TISSUE TRANSGLUTAMINASE (TTG) ANTIBODY, IGA, SERUM

Message
 Included in Celiac Screening Profile, IgA with Reflex to IgG, Serum


Test Code
LAB1239901


CPT Codes
83516

Preferred Specimen
Gold Top Tube
Pediatric: 2 Gold Top Microtainers


Minimum Volume
0.5 mL serum


Other Acceptable Specimens
Red Top Tube


Instructions
Centrifuge within 1 hour of collection. Aliquot 0.5 mL serum.


Transport Temperature
Refrigerated


Specimen Stability
Refrigerated: 7 days
 


Reject Criteria (Eg, hemolysis? Lipemia? Thaw/Other?)
Failure to fully fill tube


Methodology
Mutliplex Immunoassay

Setup Schedule
Monday, Wednesday and Friday Dayshift


Reference Range
Negative


Clinical Significance
Evaluating patients suspected of having celiac disease, including patients with compatible clinical symptoms, patients with atypical symptoms, and individuals at increased risk (family history, previous diagnosis with associated disorder, positivity for HLA DQ2 and/or DQ8).
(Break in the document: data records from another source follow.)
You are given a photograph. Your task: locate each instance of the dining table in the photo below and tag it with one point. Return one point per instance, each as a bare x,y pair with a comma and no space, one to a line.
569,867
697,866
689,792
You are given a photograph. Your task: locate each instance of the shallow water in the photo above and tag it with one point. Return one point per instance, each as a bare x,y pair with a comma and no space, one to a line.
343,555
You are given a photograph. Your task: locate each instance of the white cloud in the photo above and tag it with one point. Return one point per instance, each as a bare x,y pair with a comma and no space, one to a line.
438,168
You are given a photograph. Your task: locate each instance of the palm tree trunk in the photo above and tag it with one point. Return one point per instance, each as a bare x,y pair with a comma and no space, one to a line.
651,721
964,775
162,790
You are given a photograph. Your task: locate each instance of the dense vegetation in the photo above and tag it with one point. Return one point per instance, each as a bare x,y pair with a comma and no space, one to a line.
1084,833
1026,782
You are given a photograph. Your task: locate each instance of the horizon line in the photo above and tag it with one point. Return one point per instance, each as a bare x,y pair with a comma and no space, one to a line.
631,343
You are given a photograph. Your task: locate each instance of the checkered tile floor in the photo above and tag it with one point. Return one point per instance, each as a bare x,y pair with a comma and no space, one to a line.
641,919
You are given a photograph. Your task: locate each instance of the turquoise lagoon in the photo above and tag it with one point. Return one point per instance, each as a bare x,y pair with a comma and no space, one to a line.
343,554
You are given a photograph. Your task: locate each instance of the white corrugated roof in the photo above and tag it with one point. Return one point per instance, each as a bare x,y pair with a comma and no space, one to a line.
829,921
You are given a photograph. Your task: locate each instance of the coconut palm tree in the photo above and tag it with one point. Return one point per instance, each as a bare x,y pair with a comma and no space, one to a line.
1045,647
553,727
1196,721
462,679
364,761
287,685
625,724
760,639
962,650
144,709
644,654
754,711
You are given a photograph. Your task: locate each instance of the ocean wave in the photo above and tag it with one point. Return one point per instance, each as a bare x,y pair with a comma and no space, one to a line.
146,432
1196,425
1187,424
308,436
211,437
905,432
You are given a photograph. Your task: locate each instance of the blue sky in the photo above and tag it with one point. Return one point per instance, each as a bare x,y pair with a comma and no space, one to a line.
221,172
Screening test for dermatitis herpetiformis

Monitoring adherence to gluten-free diet in patients with dermatitis herpetiformis and celiac disease.


Performing Laboratory
West Virginia University Hospital, Inc.




The CPT Codes provided in this document are based on AMA guidelines and are for informational purposes only. CPT coding is the sole responsibility of the billing party. Please direct any questions regarding coding to the payor being billed. Any Profile/panel component may be ordered separately. Reflex tests are performed at an additional charge.